Sitting in the shadows, General Khan listened intently, quietly nodding in agreement.

Mullah Akbar had remained silent during the fiery speeches, but now he intervened. ‘Our delegation in Doha has already agreed not to launch any offensives outside of Afghanistan. We have some things in common with our al Qaeda brothers, but they are focused against the West. Our focus is here, in Afghanistan,’ he warned.

‘All the more reason we should support them.’ Jamal’s response was respectful, but his dark eyes were blazing. ‘The Infidel continues to kill our women and our children with his drone strikes . . . here and across the border in Pakistan. His soldiers have killed dozens of our villagers in this valley alone, and he thinks nothing of taking our livestock. The drone strikes will not stop until we bring him to his knees with another 9/11.’ Jamal’s fiery interjection was greeted with a chorus of agreement from the younger fighters.

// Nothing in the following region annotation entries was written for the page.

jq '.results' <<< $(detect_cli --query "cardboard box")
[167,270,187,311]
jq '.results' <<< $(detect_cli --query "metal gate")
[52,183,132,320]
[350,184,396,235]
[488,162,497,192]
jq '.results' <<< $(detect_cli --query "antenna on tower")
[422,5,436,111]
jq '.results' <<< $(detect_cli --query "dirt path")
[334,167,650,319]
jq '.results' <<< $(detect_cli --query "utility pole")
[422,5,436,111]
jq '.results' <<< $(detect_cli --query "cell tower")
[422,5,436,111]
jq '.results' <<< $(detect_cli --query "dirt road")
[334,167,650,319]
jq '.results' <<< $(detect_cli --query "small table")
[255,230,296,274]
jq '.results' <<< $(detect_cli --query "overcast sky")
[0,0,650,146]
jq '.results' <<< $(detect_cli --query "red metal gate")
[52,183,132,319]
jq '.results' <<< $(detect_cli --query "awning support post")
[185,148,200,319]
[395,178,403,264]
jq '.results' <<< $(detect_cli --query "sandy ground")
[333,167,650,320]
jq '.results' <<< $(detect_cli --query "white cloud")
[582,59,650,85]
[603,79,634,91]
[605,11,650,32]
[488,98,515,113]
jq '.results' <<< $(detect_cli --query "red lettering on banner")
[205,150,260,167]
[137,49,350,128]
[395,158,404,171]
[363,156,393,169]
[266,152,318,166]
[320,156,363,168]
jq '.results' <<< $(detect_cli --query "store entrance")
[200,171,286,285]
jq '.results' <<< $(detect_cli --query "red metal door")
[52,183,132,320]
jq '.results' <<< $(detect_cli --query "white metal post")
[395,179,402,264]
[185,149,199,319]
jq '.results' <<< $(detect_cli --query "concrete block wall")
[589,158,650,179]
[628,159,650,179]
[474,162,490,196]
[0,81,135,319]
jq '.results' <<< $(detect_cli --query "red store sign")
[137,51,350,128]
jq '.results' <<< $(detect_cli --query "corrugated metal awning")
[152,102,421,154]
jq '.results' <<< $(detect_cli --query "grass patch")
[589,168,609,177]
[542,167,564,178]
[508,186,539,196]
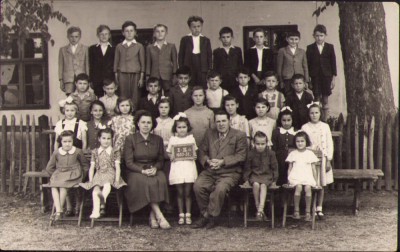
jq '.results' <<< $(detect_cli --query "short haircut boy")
[286,31,300,38]
[219,26,233,37]
[75,73,89,83]
[253,28,267,37]
[122,21,136,31]
[263,71,279,80]
[187,16,204,27]
[222,95,239,106]
[96,25,111,34]
[313,24,327,35]
[153,24,168,31]
[207,70,221,80]
[214,109,231,121]
[103,79,115,87]
[146,77,160,87]
[292,74,306,83]
[236,67,250,77]
[175,66,191,77]
[67,26,82,36]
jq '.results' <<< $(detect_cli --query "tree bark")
[338,2,396,121]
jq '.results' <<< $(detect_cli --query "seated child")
[46,130,89,221]
[85,100,108,152]
[249,98,276,148]
[258,71,285,120]
[99,79,118,119]
[169,66,193,116]
[70,73,97,122]
[138,77,161,118]
[243,131,278,220]
[206,71,228,112]
[286,131,319,221]
[79,128,126,219]
[223,95,250,146]
[285,74,313,129]
[230,67,258,120]
[272,107,296,186]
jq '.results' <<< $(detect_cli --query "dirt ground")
[0,191,398,251]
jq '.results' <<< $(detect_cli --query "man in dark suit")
[89,25,115,98]
[178,16,212,89]
[193,110,247,229]
[306,25,337,120]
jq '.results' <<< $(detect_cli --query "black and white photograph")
[0,0,400,251]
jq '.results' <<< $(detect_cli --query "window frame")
[0,33,50,111]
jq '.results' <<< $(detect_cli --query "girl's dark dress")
[123,133,169,213]
[272,127,295,185]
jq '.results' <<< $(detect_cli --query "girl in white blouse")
[301,102,333,219]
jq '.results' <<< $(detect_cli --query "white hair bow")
[307,102,320,108]
[172,112,187,121]
[281,106,293,112]
[58,96,74,108]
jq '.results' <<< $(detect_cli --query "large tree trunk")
[338,2,395,119]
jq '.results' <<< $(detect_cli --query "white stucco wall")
[0,0,399,123]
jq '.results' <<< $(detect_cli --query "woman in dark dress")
[124,110,171,229]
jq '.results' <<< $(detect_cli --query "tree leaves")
[312,1,335,17]
[0,0,69,50]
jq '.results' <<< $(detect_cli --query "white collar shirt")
[188,33,204,54]
[122,39,137,47]
[252,46,267,72]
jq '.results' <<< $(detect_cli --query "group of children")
[46,16,336,224]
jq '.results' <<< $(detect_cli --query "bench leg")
[270,191,275,228]
[311,192,317,230]
[77,188,85,227]
[243,190,249,228]
[117,190,123,227]
[282,192,288,227]
[353,180,361,215]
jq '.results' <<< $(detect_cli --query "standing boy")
[231,67,258,120]
[213,27,243,92]
[206,71,229,112]
[306,24,337,121]
[178,16,212,89]
[138,77,161,118]
[276,31,309,96]
[169,66,193,117]
[114,21,145,108]
[99,79,118,119]
[89,25,115,97]
[146,24,178,96]
[285,74,313,130]
[58,26,89,96]
[244,28,274,92]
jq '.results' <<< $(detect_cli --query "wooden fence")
[0,113,399,193]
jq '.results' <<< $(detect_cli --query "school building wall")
[0,0,399,123]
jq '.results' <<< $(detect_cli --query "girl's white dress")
[286,150,319,186]
[167,135,197,185]
[301,122,333,186]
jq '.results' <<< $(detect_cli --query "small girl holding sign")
[167,112,197,225]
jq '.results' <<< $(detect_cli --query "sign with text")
[172,144,196,161]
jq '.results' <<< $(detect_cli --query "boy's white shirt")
[252,45,268,72]
[122,39,137,47]
[188,33,204,54]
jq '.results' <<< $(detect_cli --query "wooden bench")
[23,171,50,213]
[333,169,384,215]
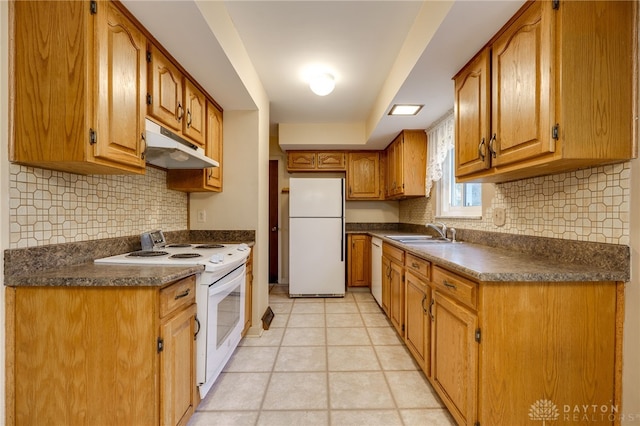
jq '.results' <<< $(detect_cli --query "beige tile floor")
[189,285,455,426]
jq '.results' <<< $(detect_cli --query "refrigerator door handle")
[340,179,346,262]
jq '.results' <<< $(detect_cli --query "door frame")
[268,157,282,284]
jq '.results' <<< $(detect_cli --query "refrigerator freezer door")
[289,178,344,217]
[289,218,345,297]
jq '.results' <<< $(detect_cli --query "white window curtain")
[425,110,455,197]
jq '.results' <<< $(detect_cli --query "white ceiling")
[123,0,523,149]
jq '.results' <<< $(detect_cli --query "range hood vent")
[145,118,220,169]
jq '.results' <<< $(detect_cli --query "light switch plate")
[493,207,507,226]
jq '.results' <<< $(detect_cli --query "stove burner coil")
[127,250,169,257]
[169,253,202,259]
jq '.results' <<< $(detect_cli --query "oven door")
[201,264,246,394]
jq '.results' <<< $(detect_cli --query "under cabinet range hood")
[145,118,220,169]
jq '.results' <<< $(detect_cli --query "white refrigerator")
[289,178,346,297]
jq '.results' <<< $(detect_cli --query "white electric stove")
[94,231,251,398]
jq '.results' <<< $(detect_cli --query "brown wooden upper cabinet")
[167,101,223,192]
[9,1,147,174]
[287,151,347,172]
[385,130,427,199]
[454,1,637,182]
[147,43,206,148]
[346,151,384,200]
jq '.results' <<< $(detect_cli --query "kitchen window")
[437,148,482,218]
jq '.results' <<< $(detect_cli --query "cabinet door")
[386,142,397,197]
[389,262,404,338]
[347,234,371,287]
[347,152,380,200]
[317,152,347,171]
[182,78,207,148]
[405,272,431,377]
[93,2,147,169]
[431,290,478,425]
[382,256,391,316]
[393,135,404,195]
[160,304,197,426]
[287,151,316,171]
[455,49,491,176]
[205,102,222,191]
[147,45,184,132]
[490,1,555,166]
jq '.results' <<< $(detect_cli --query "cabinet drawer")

At the conclusion of the shura, Mullah Akbar and General Khan retired with Hakim Babar to the latter’s stone hut on the edge of the village clearing. They sat on the worn carpets, and waited until the women had served them with tea and a platter of raisins and almonds.

‘So, Farid. What’s the current view in Islamabad?’ Mullah Akbar asked, stroking his reddish beard. ‘Are you still in touch with those in power?’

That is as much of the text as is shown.